- Film poster
- Chinese: 老驢頭
- Hanyu Pinyin: lǎo lǘ tóu
- Directed by: Li Ruijun
- Written by: Li Ruijun; Peng Tao;
- Produced by: Zhang Xian-min; Zeng Wenwen; Cui Zi'en;
- Starring: Ma Xingchun; Zhang Min;
- Cinematography: Yang Jin
- Edited by: Zhang Jun; Li Ruijun;
- Music by: Li Ruijun
- Release date: 9 October 2010 (BIFF);
- Running time: 112 minutes
- Country: China
- Language: Mandarin

= The Old Donkey =

The Old Donkey (老驢頭 (lǎo lǘ tóu)) is a 2010 Chinese film written, edited, and directed by Li Ruijun.
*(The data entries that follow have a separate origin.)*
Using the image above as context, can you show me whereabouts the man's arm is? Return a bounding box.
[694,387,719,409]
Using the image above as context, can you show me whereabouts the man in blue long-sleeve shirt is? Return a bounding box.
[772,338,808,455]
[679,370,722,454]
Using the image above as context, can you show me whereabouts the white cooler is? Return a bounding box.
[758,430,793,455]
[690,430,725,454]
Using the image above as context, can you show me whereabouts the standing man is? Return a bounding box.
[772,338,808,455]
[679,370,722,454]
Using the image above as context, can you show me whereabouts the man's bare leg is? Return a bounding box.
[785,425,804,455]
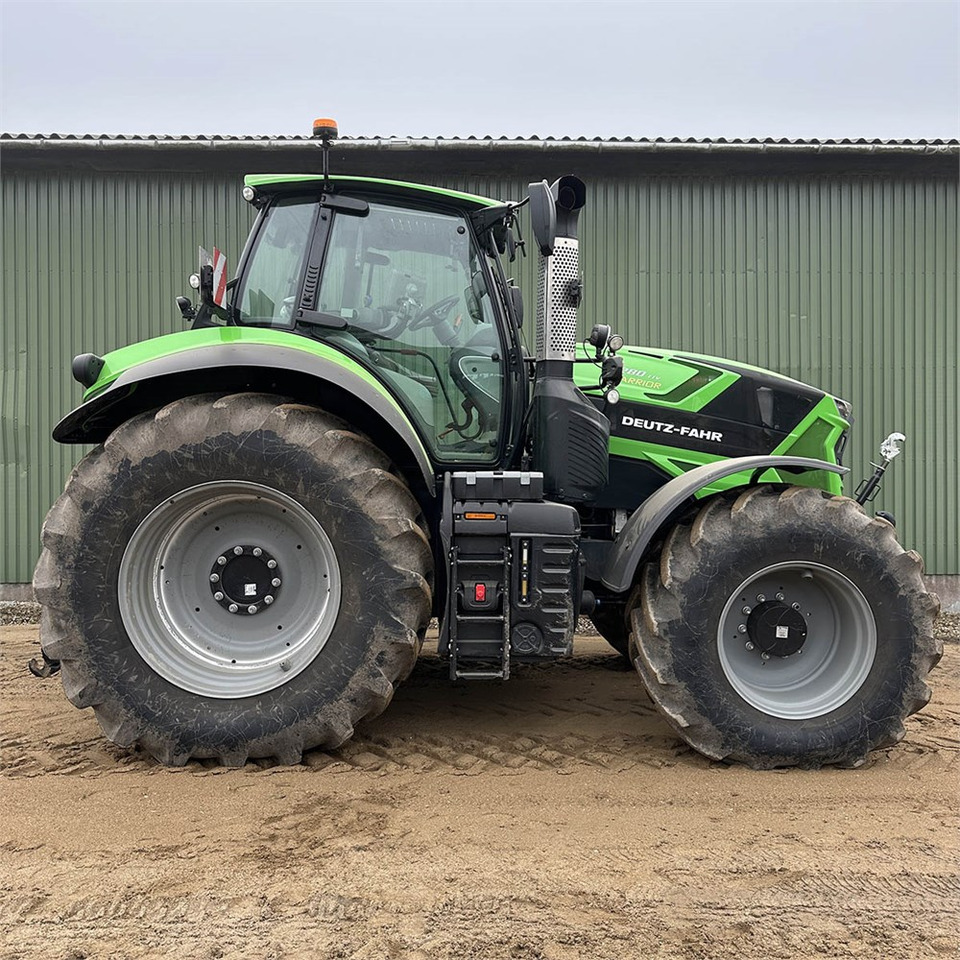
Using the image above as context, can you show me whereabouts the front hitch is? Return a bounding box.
[855,431,906,519]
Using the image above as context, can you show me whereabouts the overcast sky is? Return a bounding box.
[1,0,957,140]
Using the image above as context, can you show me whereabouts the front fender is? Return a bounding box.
[601,455,848,592]
[54,328,436,496]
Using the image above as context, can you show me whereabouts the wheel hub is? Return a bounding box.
[119,481,341,699]
[210,544,282,615]
[717,562,878,720]
[747,600,807,657]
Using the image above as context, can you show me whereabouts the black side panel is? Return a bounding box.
[689,358,823,431]
[508,502,581,658]
[593,455,672,511]
[532,374,610,503]
[613,401,785,457]
[608,361,824,460]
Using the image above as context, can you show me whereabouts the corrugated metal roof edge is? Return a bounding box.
[2,132,957,153]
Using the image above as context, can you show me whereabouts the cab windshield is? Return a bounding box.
[310,200,504,462]
[236,198,318,327]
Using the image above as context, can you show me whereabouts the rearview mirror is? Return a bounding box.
[505,228,517,263]
[509,284,523,326]
[320,194,370,217]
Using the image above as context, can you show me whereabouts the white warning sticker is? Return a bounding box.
[776,625,790,639]
[245,583,257,597]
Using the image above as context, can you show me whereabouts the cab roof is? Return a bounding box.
[243,173,502,209]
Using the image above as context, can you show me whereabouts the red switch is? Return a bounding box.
[475,583,487,603]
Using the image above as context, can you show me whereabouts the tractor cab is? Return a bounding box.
[228,176,526,466]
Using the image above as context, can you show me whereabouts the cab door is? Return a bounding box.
[314,199,508,463]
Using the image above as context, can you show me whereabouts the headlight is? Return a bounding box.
[835,397,853,425]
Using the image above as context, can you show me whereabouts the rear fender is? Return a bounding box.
[54,340,437,501]
[600,455,848,592]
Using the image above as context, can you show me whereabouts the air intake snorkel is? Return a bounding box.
[527,177,610,502]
It made its world premiere at the 15th Busan International Film Festival in 2010.

==Synopsis==
The film tells the story of Ma, nicknamed Old Donkey, an 84-year-old man who refuses to sell his land to a rich man who is buying up land in a small village in the northern Chinese province of Gansu, in order to build a chemical factory.

==Cast==
- Ma Xingchun as Ma
- Zhang Min as Ma Lianhua
- Sun Chunyan as Zhang Yongfu
- Wang Dazhi as Ma Dazhi

==Awards and nominations==

| Year | Award | Category | Recipient | Result |
|---|---|---|---|---|
| 2010 | 7th China Independent Film Festival | Narrative Feature Film (1st Prize) | The Old Donkey | Won |

==Production==
Li started filming The Old Donkey in 2006.